Saat ini yang piawai menenun, hanya ibu - ibu tua. Tradisi tenun ikat Kampung Adat Wolotopo, Desa Wolotopo Timur, Kabupaten Ende, Nusa Tenggara Timur, dikwatirkan punah.
Pertengahan Agustus 2021 lalu, saya berkesempatan mengunjungi Kampung Adat Wolotopo dan mendengar cerita ibu - ibu yang sedang menenun. (Bisa baca tulisan saya sebelumnya, Wolotopo yang Kurang Perhatian Tapi Mampu Bersaing di Event Nasional).
Paulina sudah puluhan tahun menekuni Tenun Ikat. Jerih payahnya untuk memenuhi kebutuhan keluarga dan biaya pendidikan anak - anak.
Lebih dalam dari itu, bagi Paulina dan ibu - ibu di kampung Adat Wolotopo, piawai menenun menunjukan kematangan seorang wanita.
"Jaman dulu kalau ana nona belum tau tenun, dia belum bisa untuk menikah. Kami bangga kalau sudah bisa tenun," ujarnya.
Lantas mengapa piawai menenun ikat menjadi ukuran kematangan seorang wanita? Ine - ine (ibu - ibu) Wolotopo, punya pandangan, seorang wanita apalagi seorang ibu, mesti lembut, anggun, rajin, ulet, teliti dan sabar.
"Orangtua kami dulu, kami masih nona - nona, ajar kami tenun, memang kalau masih pertama itu susah, tapi latih terus. Mama tenun kami lihat, ikut, sampai kami bisa. Kami bangga sekali kalau sudah bisa tenun karena sudah bisa menikah" ujarnya sembari tersenyum disambut tawa ibu - ibu lain yang sedang asyik menenun di kolong rumah adat.
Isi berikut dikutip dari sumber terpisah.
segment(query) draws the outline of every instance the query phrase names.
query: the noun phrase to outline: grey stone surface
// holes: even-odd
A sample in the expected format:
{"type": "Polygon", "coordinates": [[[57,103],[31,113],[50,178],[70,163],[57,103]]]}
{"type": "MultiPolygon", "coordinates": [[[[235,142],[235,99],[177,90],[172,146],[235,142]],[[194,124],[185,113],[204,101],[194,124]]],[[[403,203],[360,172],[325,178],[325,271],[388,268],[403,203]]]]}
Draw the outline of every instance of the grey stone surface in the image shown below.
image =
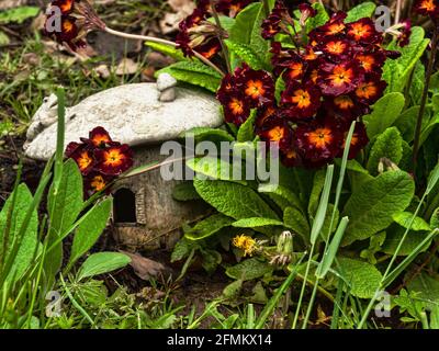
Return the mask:
{"type": "MultiPolygon", "coordinates": [[[[156,83],[120,86],[85,99],[66,111],[65,146],[88,137],[95,126],[109,131],[114,140],[135,146],[175,139],[190,128],[217,127],[223,123],[219,104],[212,94],[170,89],[176,93],[172,102],[159,101],[156,83]]],[[[30,135],[24,146],[26,156],[47,160],[55,152],[56,109],[52,97],[34,116],[31,125],[34,135],[30,135]],[[48,122],[53,124],[47,127],[48,122]]]]}

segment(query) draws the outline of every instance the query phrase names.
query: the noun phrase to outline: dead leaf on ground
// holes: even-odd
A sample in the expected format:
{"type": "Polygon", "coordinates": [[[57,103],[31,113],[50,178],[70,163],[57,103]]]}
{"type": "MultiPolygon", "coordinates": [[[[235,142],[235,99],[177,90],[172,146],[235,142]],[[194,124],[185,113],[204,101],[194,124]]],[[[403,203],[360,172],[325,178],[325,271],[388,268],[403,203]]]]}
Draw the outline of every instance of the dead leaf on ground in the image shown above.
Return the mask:
{"type": "Polygon", "coordinates": [[[121,63],[117,65],[116,75],[117,76],[126,76],[134,75],[138,69],[138,64],[133,61],[131,58],[123,58],[121,63]]]}
{"type": "Polygon", "coordinates": [[[160,262],[153,261],[138,253],[131,253],[123,250],[120,250],[120,252],[130,256],[131,258],[130,265],[133,267],[136,275],[144,281],[147,281],[151,278],[157,278],[159,274],[162,275],[166,272],[169,273],[170,271],[169,268],[166,268],[160,262]]]}

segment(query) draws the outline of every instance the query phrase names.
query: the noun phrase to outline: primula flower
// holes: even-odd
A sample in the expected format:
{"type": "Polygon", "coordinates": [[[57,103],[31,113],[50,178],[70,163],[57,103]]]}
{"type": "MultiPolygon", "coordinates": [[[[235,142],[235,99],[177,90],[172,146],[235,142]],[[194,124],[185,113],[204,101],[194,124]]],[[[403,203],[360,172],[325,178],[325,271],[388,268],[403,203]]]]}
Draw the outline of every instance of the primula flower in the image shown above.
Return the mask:
{"type": "Polygon", "coordinates": [[[383,42],[382,33],[376,31],[375,24],[369,18],[348,23],[346,34],[357,43],[381,44],[383,42]]]}
{"type": "Polygon", "coordinates": [[[432,21],[439,21],[439,1],[438,0],[416,0],[414,9],[421,15],[429,15],[432,21]]]}
{"type": "Polygon", "coordinates": [[[312,117],[320,106],[320,92],[312,83],[293,80],[282,92],[281,104],[292,120],[312,117]]]}
{"type": "Polygon", "coordinates": [[[233,239],[232,244],[244,251],[244,257],[252,256],[254,252],[258,249],[257,241],[245,234],[236,236],[233,239]]]}
{"type": "Polygon", "coordinates": [[[97,169],[106,176],[119,176],[133,166],[133,151],[126,144],[99,149],[95,154],[97,169]]]}
{"type": "Polygon", "coordinates": [[[354,61],[326,63],[319,70],[317,84],[323,94],[336,97],[353,91],[363,77],[362,68],[354,61]]]}
{"type": "Polygon", "coordinates": [[[49,8],[50,14],[44,25],[45,34],[72,50],[86,46],[83,38],[90,31],[105,29],[105,23],[97,15],[89,0],[54,0],[49,8]],[[59,13],[56,9],[59,9],[59,13]],[[56,18],[58,14],[60,18],[56,18]],[[54,26],[57,21],[60,23],[59,31],[54,26]]]}

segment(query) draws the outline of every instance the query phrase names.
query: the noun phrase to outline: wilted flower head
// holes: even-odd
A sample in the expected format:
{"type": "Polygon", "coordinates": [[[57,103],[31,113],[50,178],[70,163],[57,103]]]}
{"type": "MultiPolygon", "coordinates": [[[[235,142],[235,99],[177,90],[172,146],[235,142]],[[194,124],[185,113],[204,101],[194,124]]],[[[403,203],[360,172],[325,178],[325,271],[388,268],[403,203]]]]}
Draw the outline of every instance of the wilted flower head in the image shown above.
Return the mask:
{"type": "Polygon", "coordinates": [[[47,9],[45,33],[72,50],[86,46],[83,38],[93,30],[104,30],[88,0],[53,0],[47,9]]]}

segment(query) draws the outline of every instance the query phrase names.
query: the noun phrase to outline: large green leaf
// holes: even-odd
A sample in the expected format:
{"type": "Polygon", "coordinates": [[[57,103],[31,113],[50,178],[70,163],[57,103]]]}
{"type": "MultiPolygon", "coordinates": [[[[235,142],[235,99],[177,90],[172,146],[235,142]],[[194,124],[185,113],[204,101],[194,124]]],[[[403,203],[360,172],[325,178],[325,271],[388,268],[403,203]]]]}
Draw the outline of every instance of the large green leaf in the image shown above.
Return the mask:
{"type": "Polygon", "coordinates": [[[373,144],[368,161],[368,170],[371,174],[378,173],[378,166],[383,157],[395,165],[398,165],[403,157],[403,138],[396,127],[385,129],[373,144]]]}
{"type": "Polygon", "coordinates": [[[392,126],[403,111],[404,104],[404,95],[398,92],[385,94],[376,101],[372,113],[364,116],[369,138],[372,139],[392,126]]]}
{"type": "Polygon", "coordinates": [[[248,217],[279,219],[270,206],[248,186],[198,179],[193,183],[200,196],[226,216],[235,219],[248,217]]]}
{"type": "Polygon", "coordinates": [[[349,217],[344,245],[370,238],[392,224],[392,216],[404,211],[415,193],[413,178],[404,171],[387,171],[358,186],[346,203],[349,217]]]}
{"type": "Polygon", "coordinates": [[[191,229],[185,230],[184,237],[190,240],[205,239],[216,234],[219,229],[228,227],[234,222],[233,218],[218,213],[199,222],[191,229]]]}
{"type": "MultiPolygon", "coordinates": [[[[8,250],[5,257],[8,257],[8,252],[12,249],[13,240],[18,240],[18,235],[22,225],[24,225],[24,219],[27,211],[32,204],[32,193],[27,189],[25,184],[20,184],[16,189],[16,199],[15,205],[12,210],[11,216],[11,225],[9,230],[9,239],[8,239],[8,250]]],[[[4,244],[4,229],[7,227],[8,214],[10,213],[12,203],[12,194],[7,200],[3,208],[0,213],[0,247],[3,247],[4,244]]],[[[15,274],[15,279],[19,279],[21,274],[29,268],[32,262],[33,254],[35,253],[36,247],[38,245],[37,241],[37,230],[38,230],[38,216],[36,210],[32,213],[31,220],[27,224],[27,229],[24,233],[23,238],[21,239],[21,246],[14,258],[10,276],[11,274],[15,274]]],[[[1,250],[1,249],[0,249],[1,250]]]]}
{"type": "Polygon", "coordinates": [[[389,83],[387,92],[402,92],[408,82],[408,77],[428,46],[429,39],[425,38],[425,31],[420,26],[412,29],[409,44],[399,48],[393,42],[389,49],[399,50],[398,59],[387,59],[383,68],[383,78],[389,83]]]}
{"type": "Polygon", "coordinates": [[[216,92],[221,84],[221,75],[213,68],[200,61],[180,61],[165,67],[156,72],[169,73],[177,80],[203,87],[212,92],[216,92]]]}
{"type": "MultiPolygon", "coordinates": [[[[58,192],[55,193],[55,183],[49,189],[47,208],[49,213],[48,247],[57,241],[77,219],[82,210],[82,176],[72,159],[63,165],[58,192]]],[[[46,269],[56,273],[63,260],[63,244],[59,242],[48,252],[46,269]]]]}
{"type": "Polygon", "coordinates": [[[348,11],[346,23],[358,21],[362,18],[371,18],[375,12],[376,4],[370,1],[365,1],[348,11]]]}
{"type": "Polygon", "coordinates": [[[338,258],[338,272],[349,284],[349,293],[360,298],[372,298],[380,286],[382,275],[372,264],[348,258],[338,258]]]}
{"type": "Polygon", "coordinates": [[[98,252],[89,256],[78,271],[78,281],[124,268],[131,258],[119,252],[98,252]]]}
{"type": "Polygon", "coordinates": [[[98,241],[110,218],[111,205],[112,200],[105,199],[85,215],[74,237],[70,267],[98,241]]]}
{"type": "Polygon", "coordinates": [[[261,2],[249,4],[236,16],[235,24],[228,33],[228,39],[236,44],[247,45],[258,57],[264,58],[269,52],[269,42],[261,35],[264,16],[261,2]]]}

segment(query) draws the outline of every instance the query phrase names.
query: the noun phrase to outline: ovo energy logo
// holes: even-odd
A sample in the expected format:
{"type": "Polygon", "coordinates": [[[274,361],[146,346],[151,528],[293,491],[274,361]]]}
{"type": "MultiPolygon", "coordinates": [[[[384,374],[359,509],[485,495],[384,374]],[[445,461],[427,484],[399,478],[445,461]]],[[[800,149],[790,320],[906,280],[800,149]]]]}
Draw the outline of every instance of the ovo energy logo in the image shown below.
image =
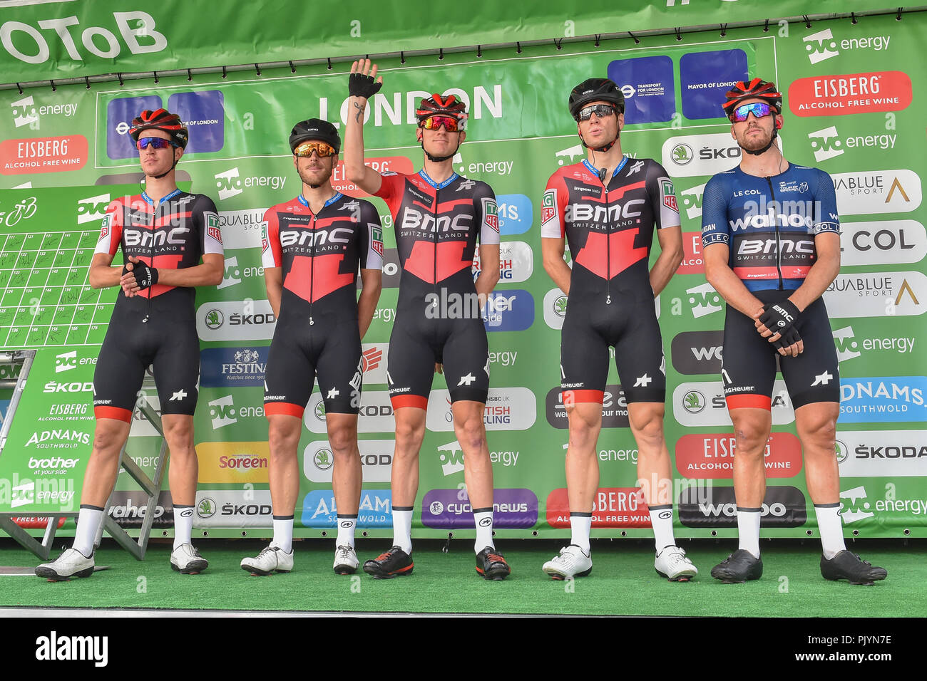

Hal senada disampaikan Ine Maria Bepha. Menurutnya, saat masih remaja mereka sudah dilatih menenun. "Yah saat kami umur 14 atau 15 mama mulai katih kami tenun, pulang sekolah selain bantu masak, kami latih tenun," ungkapnya.
Ine Maria sedih, saat ini anak - anak remaja di Wolotopo jarang mau sungguh - sungguh belajar menenun. Ia kwatir lima atau sepuluh tahun lagi tidak lagi orang Wolotopo yang bisa menenun.